Was aber, wenn die Kerne aus sehr viel kleineren Einheiten bestehen würden als jetzt, möglicherweise alle mit unterschiedlichen Aufgaben, so wie heutzutage der Cell-Prozessor (PS3) zum Beispiel?


----------



## exa (20. November 2008)

Snade schrieb:


> ich würde sagen das ein Thz prozessor leichter zu realisieren währe als ein 256-core prozessor
> postet alles zu dem thema was euch einfällt
> auch kritik



wiso nicht?? heutzutage gibts schon 240 kleine prozessoreinheiten in grafikchips, wiso sollte das nicht innerhalb der nächsten 5 jahre auch auf prozessorebene möglich sein???


----------



## ruyven_macaran (20. November 2008)

So weit muss man gar nicht gehen:
Aktuelle Core-CPUs sind 4fach skalar, n Nehalem hat also schon mal 16 Recheneinheiten bei vertretbarer DIE-Größe.
Mit 22nm passen 4 mal soviele auf den DIE, sind wir schon bei 64 Recheneinheiten. Bei weiterer Verkleinerung auf 11nm haben wir unsere 256 Kerne, wobei die eigentliche Recheneinheit nichtmal Funktionalität einbüßen müsste.
Zugegeben: Dabei hab ich die ganzen Prefetcher, Decoder,... unterschlagen. Aber da die Hälfte des Chips sowieso aus Cache besteht und der Nehalem DIE bei weitem nicht das größte ist, was technisch umsetzbar ist, sind dafür noch genug Reserven da.

Das Problem bleibt aber: Was sollen die ganzen Kerne dann machen?


----------



## DanielX (20. November 2008)

Jo, ohne Software die N-Kerne verwalten kann bringt das ganze nicht viel.

Legt man z.B. jetzt Software für meinen Quad aus, ist diese für den Core I7 schon wieder nicht optiemiert.

Ich sehe es genauso das das realistischste wohl 256 Kerne seien werden.

MfG DanielX


----------



## D!str(+)yer (20. November 2008)

ruyven_macaran schrieb:


> Das Problem bleibt aber: Was sollen die ganzen Kerne dann machen?



so sehe ich das auch.
256 kerne snd bestimmt zu realisieren, aber ob das wirklich einen sinn macht?!

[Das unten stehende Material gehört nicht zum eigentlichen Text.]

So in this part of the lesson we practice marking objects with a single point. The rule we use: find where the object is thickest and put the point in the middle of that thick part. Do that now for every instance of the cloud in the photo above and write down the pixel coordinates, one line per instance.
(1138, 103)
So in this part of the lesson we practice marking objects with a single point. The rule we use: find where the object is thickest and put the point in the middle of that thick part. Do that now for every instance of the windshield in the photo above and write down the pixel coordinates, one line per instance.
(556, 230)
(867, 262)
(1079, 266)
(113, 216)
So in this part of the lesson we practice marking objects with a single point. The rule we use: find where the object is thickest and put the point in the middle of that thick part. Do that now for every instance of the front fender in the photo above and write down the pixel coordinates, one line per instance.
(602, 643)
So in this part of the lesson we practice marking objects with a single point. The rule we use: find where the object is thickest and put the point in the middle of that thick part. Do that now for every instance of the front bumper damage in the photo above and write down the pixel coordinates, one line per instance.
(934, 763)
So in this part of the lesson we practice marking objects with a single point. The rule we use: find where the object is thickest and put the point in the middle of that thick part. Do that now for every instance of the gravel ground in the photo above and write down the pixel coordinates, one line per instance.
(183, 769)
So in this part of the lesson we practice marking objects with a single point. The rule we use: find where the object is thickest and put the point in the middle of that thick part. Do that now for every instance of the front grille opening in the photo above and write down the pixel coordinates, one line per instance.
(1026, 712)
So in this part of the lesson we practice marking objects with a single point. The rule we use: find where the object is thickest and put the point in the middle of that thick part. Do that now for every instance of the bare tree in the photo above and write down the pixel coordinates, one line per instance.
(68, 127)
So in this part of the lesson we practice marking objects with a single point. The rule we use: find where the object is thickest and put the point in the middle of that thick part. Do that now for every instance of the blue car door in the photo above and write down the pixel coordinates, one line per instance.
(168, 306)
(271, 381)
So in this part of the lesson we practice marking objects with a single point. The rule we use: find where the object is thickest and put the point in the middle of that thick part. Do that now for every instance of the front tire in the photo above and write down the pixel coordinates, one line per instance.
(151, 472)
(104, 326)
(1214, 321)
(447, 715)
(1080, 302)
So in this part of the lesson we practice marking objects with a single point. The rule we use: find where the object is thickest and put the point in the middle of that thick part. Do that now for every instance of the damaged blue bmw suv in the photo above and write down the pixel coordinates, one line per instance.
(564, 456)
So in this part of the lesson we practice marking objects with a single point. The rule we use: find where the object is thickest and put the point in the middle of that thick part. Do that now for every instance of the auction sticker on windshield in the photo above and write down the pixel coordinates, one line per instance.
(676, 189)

Die müssen ja auch alle genutzt werden.
Ich denke das in absehbarer zeit die meisten anwendungen nicht von mehr als ~16 kernen profitieren, weil man einfach nicht so viel paralelisieren kann...

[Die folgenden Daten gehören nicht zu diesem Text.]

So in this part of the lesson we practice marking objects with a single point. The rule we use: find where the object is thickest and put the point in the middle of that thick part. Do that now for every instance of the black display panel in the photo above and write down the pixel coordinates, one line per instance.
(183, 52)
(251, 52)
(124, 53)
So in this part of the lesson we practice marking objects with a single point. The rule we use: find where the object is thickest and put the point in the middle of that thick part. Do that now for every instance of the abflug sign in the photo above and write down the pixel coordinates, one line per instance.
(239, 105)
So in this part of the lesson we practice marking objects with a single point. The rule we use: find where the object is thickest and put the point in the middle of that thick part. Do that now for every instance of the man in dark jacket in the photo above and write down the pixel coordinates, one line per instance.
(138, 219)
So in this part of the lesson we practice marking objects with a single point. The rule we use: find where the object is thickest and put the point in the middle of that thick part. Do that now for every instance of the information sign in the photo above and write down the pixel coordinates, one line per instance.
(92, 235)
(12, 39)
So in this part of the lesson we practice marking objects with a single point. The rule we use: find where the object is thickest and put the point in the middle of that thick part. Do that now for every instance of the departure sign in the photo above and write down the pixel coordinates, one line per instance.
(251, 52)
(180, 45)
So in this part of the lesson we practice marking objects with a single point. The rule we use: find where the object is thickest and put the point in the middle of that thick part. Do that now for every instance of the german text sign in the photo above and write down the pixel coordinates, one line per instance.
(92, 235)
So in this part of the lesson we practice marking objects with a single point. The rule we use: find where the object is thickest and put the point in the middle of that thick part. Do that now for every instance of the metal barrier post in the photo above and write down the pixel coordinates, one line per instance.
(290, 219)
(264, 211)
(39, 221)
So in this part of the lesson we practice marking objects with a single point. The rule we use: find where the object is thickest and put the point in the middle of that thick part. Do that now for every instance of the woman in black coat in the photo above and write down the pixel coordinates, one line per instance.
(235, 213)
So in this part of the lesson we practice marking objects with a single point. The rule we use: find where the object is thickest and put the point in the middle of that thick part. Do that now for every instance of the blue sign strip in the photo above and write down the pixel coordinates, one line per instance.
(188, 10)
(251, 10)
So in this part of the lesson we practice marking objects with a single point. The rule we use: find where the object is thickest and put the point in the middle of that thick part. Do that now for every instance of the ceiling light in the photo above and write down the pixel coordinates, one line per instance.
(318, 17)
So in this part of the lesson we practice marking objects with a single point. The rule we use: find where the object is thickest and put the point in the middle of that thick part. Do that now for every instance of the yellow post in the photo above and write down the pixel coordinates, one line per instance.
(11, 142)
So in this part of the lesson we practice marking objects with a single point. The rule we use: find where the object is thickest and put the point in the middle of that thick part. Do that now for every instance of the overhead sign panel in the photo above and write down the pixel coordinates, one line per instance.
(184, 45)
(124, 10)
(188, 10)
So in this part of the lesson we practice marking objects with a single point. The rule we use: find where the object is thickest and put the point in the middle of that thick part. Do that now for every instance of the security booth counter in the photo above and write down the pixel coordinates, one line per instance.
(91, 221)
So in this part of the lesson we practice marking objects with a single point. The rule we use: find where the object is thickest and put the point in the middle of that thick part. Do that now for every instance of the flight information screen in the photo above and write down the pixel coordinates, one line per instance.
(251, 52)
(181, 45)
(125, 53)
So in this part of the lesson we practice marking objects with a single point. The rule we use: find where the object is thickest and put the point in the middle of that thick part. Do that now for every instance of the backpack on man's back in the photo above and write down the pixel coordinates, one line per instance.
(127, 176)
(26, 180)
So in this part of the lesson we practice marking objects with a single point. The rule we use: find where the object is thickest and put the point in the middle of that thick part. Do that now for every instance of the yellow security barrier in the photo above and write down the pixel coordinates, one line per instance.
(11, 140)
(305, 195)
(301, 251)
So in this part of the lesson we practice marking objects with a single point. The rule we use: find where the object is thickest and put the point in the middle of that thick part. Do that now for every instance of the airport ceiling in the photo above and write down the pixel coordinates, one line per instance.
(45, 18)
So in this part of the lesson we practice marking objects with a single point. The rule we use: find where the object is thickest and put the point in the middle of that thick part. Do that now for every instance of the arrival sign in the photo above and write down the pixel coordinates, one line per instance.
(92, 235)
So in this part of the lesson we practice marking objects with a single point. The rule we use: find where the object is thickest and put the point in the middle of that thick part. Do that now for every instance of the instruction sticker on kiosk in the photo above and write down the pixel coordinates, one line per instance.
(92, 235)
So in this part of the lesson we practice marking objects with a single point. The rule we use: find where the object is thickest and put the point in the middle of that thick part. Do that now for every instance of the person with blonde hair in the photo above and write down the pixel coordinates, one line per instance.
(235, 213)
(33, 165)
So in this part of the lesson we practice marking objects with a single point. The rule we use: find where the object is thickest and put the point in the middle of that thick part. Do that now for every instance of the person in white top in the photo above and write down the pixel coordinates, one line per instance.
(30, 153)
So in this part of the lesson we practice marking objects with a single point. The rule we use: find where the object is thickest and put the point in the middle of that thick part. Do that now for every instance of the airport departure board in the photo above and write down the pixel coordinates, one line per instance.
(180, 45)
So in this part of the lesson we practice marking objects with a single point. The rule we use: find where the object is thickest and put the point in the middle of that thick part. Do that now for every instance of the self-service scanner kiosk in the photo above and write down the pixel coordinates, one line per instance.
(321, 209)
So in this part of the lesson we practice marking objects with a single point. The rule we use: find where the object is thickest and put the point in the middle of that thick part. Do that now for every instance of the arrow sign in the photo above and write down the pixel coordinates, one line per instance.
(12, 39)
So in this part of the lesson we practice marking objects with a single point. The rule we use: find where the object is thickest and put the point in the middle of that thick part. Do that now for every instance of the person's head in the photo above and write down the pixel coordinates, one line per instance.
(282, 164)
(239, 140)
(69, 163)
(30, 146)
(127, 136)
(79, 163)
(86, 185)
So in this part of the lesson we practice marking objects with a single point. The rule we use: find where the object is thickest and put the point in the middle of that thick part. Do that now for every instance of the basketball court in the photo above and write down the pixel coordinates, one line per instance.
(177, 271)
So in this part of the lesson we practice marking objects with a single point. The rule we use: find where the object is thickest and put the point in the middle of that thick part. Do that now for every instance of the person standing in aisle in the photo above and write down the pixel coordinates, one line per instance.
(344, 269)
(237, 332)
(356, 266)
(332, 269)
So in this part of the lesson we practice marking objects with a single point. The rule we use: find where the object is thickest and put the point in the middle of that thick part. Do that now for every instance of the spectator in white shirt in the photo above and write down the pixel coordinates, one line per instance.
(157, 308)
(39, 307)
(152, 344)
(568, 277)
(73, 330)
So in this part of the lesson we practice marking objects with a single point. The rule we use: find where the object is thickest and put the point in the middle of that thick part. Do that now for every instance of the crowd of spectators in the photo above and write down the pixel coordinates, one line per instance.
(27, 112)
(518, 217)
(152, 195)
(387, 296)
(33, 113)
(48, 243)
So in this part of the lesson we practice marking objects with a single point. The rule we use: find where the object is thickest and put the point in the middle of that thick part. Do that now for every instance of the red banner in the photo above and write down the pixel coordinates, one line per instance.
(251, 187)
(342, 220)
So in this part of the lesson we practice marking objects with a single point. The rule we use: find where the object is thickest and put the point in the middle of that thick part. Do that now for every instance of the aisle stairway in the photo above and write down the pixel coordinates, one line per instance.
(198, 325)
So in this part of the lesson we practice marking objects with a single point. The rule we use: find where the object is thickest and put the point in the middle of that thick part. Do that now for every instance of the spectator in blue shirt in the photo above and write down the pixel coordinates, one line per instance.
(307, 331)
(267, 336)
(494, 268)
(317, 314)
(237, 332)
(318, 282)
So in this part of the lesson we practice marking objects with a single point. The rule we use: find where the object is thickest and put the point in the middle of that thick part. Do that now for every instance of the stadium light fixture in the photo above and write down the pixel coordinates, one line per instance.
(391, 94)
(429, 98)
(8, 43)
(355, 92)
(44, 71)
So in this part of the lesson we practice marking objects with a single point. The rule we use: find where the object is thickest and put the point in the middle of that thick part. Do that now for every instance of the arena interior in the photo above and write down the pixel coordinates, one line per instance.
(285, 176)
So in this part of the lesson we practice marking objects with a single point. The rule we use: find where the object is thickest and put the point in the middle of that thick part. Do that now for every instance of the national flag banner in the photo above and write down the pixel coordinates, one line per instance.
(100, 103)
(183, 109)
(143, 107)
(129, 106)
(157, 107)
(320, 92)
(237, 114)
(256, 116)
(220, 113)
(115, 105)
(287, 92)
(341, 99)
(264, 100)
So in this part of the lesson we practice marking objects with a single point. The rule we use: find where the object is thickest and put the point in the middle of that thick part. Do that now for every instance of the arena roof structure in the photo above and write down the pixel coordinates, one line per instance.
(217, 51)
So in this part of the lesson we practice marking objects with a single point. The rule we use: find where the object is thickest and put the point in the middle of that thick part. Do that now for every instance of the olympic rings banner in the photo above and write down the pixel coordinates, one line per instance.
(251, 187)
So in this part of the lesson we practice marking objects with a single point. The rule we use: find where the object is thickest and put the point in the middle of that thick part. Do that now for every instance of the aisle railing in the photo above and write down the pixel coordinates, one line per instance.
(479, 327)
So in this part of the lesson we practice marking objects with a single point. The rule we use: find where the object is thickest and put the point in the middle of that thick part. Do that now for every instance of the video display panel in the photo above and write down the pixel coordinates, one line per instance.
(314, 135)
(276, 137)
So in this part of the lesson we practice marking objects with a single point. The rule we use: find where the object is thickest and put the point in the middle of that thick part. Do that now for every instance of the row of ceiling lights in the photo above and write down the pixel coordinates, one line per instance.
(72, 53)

Aber mal abwarten wo wir in 10 Jahren vielleicht sind, da kann ich wahrscheinlich Crysis auffem Handy zocken


----------



## simons700 (21. November 2008)

ich würde sagen das 256-core architekturen jetzt schon realisierbar währen (also theoretisch)
die daraus resultierende Leistung wird bei anwendungen wie 7-zip... enorm sein (supercomputer nutzen sogar über 1000 prozessoren)
Bei spielen wird er aber nicht schneller sein wie ein quad.

ein takt von z.B. 1Thz würde mir allerdings deutlich besser gefallen da die enorme Leistung bei jedem Programm nutzbar währe 

allerdings sehen wir das sowieso falsch.
Die zukunft kommt immer ganz anders als man denkt
z.B. Alte Welltrauhm Filme:
Riesige Rauhmschiffe aber alle mit Röhrenmonitoren ausgestattet

es werden sowieso neue Techniken gefunden werden müssen um die struktur noch weiter zu verkleinern 
PCGH hat da mal was über Bio CPU´s oder taktlose Prozessoren geschrieben...


----------



## HeX (21. November 2008)

sehr viel höher takten als jetzt geht kaum, auch sehr viel kleiner kann man eigentlich aich nicht mehr werden.... wenn ein eisenatom schöm größer als ein transistor ist.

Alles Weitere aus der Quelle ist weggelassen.